There are 578 fluorescent proteins in Protein Data Bank, of which 10 are “broken” and do not shine. Proteins rarely attack themselves, a process called post-translational catalytic modification, and it is very difficult to predict which proteins will interact with themselves and which will not.

Only a chemist with a great deal of knowledge of fluorescent protein would be able to use amino acid sequences to find fluorescent proteins that contain the correct amino acid sequences to undergo the chemical transformations required to make them fluorescent. When we presented AlphaFold2 with sequences of 44 fluorescent proteins not found in the Protein Data Bank, It folded fixed fluorescent proteins differently than cleaved proteins.

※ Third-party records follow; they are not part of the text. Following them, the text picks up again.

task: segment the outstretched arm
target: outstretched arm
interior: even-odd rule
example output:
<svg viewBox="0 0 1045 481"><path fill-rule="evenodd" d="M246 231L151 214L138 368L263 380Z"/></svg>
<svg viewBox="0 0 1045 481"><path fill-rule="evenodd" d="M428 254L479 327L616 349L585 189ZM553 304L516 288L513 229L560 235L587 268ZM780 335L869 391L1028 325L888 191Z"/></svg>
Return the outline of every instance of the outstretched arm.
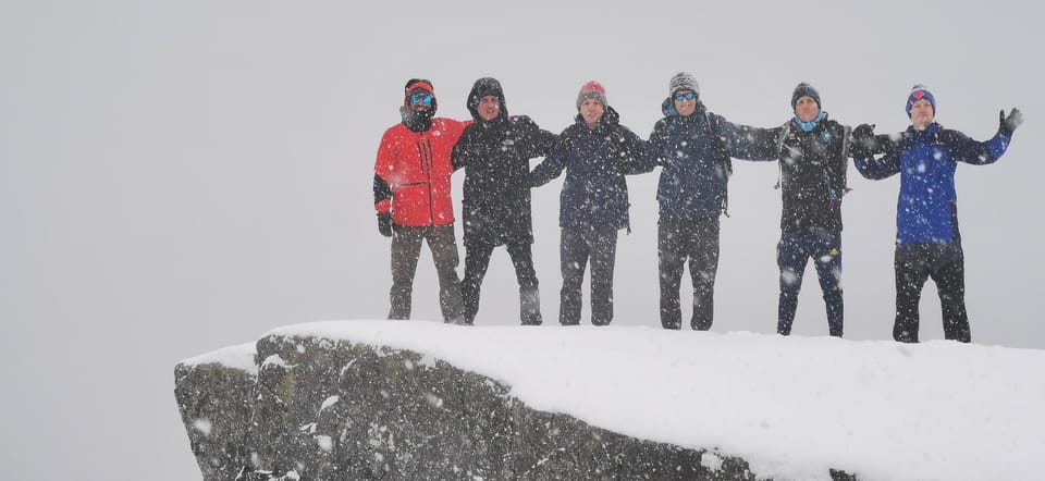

The result amazed us: AlphaFold2 learned some chemistry. He figured out which amino acids in fluorescent proteins do the chemistry that makes them glow. We suspect that the Protein Data Bank training set and Multiple sequence alignment Enable AlphaFold2 to “think” like chemists and search for the amino acids required to interact with each other to make the protein shine.

A foldable program that learns some chemistry from a training set also has broader implications. By asking the right questions, what else can be gained from other deep learning algorithms? Can facial recognition algorithms find hidden signs of disease? Could algorithms designed to predict spending patterns among consumers also find a propensity for petty theft or deception? And most importantly, this ability – and Similar leaps in ability In other artificial intelligence systems – desirable?

Mark Zimmer is Professor of Chemistry at Connecticut College.

This article has been republished from Conversation Under a Creative Commons License. Read the original article.